SAN ANTONIO – A veteran Bexar County sheriff’s deputy fired last month for “inciting violence” with an offensive Facebook post was previously suspended from the agency but kept his job after interfering with a felony fraud case against his then-wife, personnel records confirm.
Deputy Jack “Jackie” Farmer was terminated in mid-September, months after posting on Facebook that people should “lynch mob” a suspect accused of stealing people’s mail.
Farmer admitted to making the post, according to an order of dismissal included in his personnel file.
Interfered with criminal case against wife
In April 2012, Farmer was suspended after an internal affairs investigation determined the deputy interfered in a felony credit card fraud case against his then-wife.
The woman, identified in Bexar County Sheriff’s Office and court records as Alisha Farmer, was accused months earlier of making fraudulent charges on two credit cards belonging to an elderly couple she was supposed to be caring for.
Alisha Farmer was also accused of stealing jewelry and cash from the elderly couple, BCSO records show.
Jack Farmer, Alisha’s then-husband, showed up at the home of a family member of the couple in full uniform and asked if he could pay back money in exchange for criminal charges not being filed, BCSO records show.
Jack Farmer also failed to notify the law enforcement agency investigating the case, the San Antonio Police Department, that he had information about the criminal offenses, according to records.
“Your attempt to influence the elderly complainants to not file criminal charges in lieu of restitution, while in full uniform, was unprofessional and brought discredit (to) the Sheriff’s Office,” suspension records for Jack Farmer state.
Jack Farmer was suspended five days for the incident, but after filing a grievance, his punishment was reduced to a three-day suspension, personnel records confirm.
Alisha Farmer was indicted by a Bexar County grand jury in May 2012 and charged with two counts of credit card abuse of the elderly, District Court records show.

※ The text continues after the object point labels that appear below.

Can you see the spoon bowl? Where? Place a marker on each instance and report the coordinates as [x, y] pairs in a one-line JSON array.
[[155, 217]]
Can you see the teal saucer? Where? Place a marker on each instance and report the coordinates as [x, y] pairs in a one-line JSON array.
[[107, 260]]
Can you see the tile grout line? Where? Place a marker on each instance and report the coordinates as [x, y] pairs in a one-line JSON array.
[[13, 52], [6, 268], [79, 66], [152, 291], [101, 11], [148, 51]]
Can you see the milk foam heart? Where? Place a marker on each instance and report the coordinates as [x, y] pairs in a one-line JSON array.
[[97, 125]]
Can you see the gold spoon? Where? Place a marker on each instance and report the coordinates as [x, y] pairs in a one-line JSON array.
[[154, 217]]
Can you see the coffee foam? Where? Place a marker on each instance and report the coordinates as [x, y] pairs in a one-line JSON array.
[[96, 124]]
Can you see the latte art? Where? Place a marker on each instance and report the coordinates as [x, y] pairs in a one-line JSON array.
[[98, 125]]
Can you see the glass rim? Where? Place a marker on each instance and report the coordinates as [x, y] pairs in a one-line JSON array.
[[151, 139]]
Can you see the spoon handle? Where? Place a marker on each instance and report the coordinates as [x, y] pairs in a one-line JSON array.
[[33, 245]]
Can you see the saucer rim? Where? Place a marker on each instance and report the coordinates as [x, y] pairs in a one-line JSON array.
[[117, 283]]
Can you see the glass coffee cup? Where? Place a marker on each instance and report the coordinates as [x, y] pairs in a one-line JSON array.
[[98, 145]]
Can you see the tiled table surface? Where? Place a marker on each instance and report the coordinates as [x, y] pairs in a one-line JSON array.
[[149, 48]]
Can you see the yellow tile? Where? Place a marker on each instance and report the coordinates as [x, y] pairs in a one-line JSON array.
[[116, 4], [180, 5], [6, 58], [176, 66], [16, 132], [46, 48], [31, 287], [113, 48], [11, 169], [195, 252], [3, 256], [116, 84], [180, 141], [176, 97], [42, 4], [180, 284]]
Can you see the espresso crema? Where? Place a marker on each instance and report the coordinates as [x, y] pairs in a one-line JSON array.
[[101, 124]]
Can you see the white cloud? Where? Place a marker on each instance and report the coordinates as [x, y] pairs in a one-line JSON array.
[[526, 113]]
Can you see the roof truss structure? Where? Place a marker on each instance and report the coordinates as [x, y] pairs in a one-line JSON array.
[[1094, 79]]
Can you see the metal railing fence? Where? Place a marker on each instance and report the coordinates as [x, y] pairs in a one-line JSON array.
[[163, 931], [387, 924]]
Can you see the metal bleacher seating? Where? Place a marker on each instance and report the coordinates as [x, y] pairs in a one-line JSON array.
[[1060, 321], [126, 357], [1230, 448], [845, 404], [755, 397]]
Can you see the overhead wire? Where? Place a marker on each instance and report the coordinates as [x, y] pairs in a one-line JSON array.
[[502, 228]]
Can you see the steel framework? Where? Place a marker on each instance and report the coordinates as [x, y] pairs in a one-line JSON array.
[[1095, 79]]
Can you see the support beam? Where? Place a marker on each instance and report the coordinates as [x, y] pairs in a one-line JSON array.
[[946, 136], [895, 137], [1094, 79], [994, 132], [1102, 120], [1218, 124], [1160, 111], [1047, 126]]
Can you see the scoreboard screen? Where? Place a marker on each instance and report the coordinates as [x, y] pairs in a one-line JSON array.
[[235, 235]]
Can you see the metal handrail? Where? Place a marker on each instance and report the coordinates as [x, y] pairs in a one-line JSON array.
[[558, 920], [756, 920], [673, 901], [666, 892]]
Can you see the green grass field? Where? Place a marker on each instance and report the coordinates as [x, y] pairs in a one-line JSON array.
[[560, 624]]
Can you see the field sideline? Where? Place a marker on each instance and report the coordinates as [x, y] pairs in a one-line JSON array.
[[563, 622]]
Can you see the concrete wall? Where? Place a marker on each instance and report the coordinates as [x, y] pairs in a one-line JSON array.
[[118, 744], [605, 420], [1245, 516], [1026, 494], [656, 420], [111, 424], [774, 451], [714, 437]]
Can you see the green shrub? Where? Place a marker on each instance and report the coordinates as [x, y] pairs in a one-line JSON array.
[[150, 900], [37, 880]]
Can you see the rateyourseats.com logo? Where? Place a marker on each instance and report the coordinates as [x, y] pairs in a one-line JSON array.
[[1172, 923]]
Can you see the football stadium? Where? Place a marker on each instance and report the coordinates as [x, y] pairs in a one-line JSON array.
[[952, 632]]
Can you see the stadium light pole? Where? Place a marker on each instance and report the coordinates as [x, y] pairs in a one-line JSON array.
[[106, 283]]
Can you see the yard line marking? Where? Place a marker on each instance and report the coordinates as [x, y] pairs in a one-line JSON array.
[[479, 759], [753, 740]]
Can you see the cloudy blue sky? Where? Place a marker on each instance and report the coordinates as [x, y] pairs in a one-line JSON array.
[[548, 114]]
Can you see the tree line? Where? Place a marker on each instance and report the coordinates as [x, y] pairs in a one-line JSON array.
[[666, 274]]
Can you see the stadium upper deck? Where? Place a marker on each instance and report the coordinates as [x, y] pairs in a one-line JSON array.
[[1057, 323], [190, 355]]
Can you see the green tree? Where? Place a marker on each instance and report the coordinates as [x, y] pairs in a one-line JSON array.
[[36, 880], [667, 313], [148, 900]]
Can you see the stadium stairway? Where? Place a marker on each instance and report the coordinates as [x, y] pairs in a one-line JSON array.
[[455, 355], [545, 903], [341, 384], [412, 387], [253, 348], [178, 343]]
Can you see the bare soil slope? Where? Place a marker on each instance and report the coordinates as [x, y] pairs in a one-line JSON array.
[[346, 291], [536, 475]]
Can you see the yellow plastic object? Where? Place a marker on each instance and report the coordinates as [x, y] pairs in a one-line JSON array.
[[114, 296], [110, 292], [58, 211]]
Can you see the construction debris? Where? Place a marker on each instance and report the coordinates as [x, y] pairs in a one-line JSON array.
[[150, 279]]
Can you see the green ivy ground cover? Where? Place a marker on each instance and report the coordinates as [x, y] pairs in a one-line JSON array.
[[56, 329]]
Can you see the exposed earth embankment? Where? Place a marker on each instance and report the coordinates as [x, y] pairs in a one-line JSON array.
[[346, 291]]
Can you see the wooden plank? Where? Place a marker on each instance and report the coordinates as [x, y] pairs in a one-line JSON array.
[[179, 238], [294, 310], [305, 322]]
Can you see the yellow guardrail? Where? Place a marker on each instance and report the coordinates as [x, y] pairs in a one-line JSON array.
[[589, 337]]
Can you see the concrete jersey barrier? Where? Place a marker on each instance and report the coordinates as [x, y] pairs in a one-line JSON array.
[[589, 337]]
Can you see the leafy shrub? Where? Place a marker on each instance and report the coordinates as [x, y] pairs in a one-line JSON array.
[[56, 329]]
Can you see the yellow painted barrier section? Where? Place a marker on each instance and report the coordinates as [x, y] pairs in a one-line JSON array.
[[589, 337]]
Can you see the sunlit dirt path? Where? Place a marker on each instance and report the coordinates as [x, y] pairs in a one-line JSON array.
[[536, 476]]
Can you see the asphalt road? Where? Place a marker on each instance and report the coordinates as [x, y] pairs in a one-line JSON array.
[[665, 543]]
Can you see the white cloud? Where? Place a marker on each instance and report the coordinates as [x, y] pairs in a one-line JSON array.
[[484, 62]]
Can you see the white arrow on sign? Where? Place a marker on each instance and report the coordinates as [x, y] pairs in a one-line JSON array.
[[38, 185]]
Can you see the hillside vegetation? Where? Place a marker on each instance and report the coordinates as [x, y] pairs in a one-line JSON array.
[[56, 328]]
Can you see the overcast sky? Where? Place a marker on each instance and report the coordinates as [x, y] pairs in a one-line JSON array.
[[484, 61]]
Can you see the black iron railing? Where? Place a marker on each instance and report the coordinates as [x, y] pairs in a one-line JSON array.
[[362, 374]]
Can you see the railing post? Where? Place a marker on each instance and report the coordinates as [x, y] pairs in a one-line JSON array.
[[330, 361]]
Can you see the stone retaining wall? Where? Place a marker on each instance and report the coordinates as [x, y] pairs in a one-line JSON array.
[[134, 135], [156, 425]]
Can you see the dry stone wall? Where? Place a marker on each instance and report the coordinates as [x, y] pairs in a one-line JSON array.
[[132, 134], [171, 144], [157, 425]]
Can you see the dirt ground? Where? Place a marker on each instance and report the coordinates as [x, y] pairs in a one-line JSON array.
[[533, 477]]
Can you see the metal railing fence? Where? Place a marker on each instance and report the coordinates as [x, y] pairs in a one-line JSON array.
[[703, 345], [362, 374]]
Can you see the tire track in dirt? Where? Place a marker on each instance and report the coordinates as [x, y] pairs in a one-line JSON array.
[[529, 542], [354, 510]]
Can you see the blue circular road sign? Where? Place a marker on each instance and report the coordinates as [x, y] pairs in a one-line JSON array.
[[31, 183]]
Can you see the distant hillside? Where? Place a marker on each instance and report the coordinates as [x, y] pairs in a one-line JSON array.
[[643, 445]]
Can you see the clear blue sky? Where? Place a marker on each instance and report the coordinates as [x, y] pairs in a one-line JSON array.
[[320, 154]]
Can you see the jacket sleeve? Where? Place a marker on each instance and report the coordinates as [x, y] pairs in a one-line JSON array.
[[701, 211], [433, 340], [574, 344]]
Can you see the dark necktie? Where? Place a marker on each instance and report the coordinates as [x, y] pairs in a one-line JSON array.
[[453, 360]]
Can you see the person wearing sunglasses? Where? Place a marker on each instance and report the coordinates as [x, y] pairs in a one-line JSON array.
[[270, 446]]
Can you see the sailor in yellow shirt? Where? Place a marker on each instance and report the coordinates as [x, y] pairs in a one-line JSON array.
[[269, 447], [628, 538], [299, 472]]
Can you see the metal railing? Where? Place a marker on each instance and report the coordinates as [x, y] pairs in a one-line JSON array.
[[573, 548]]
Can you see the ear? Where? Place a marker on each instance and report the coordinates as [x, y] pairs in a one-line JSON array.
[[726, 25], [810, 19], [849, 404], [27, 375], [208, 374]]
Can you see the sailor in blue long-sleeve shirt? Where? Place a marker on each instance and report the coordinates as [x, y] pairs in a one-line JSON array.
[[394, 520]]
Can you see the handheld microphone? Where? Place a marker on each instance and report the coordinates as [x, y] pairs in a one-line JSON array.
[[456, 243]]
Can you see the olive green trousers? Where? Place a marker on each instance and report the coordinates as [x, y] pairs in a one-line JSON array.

Alisha Farmer was given two years probation in the case in March 2013, but was re-arrested at least three times for various violations and later had her probation extended in early 2017, court records show.
Records confirm Alisha Farmer faced a separate theft charge in May 2014 and was later able to get it dismissed after being given deferred adjudication.
The couple filed for divorce in July 2014 and it was finalized in early 2015, court records show.
Sheriff Javier Salazar did not respond to a request for an interview for this story.
“I wasn’t the Sheriff then.”
Jack Farmer is the second BCSO deputy in recent weeks whose personnel file raises questions about whether they should have remained with the agency following previous discipline problems.
Deputy John A. Rodriguez, who shot and killed veteran Damian Daniels during a mental health call to Daniels' home in August, kept his job after being criminally charged with family violence in 2013.
According to suspension paperwork, Rodriguez admitted to throwing an iPad in the direction of his wife as well as breaking two coffee tables and a television set.
Months after his arrest, prosecutors dismissed the charge at the request of the complainant, records show.
Rodriguez was then suspended for three days for conduct unbecoming an officer, according to his suspension paperwork.
Asked about Rodriguez during the daily COVID-19 briefing Sept. 18, Salazar said, “I can’t tell you what happened in 2013. I wasn’t the sheriff then. What I can tell you is the way we treat arrests of deputies, whether they’re convicted or not, the way we treat them now is vastly different than the way they were treated under different administrations. So I can’t really tell you why he was brought back.”
Rodriguez was cleared of criminal wrongdoing by a grand jury in 2011, a little over a year after shooting and killing a man, records show.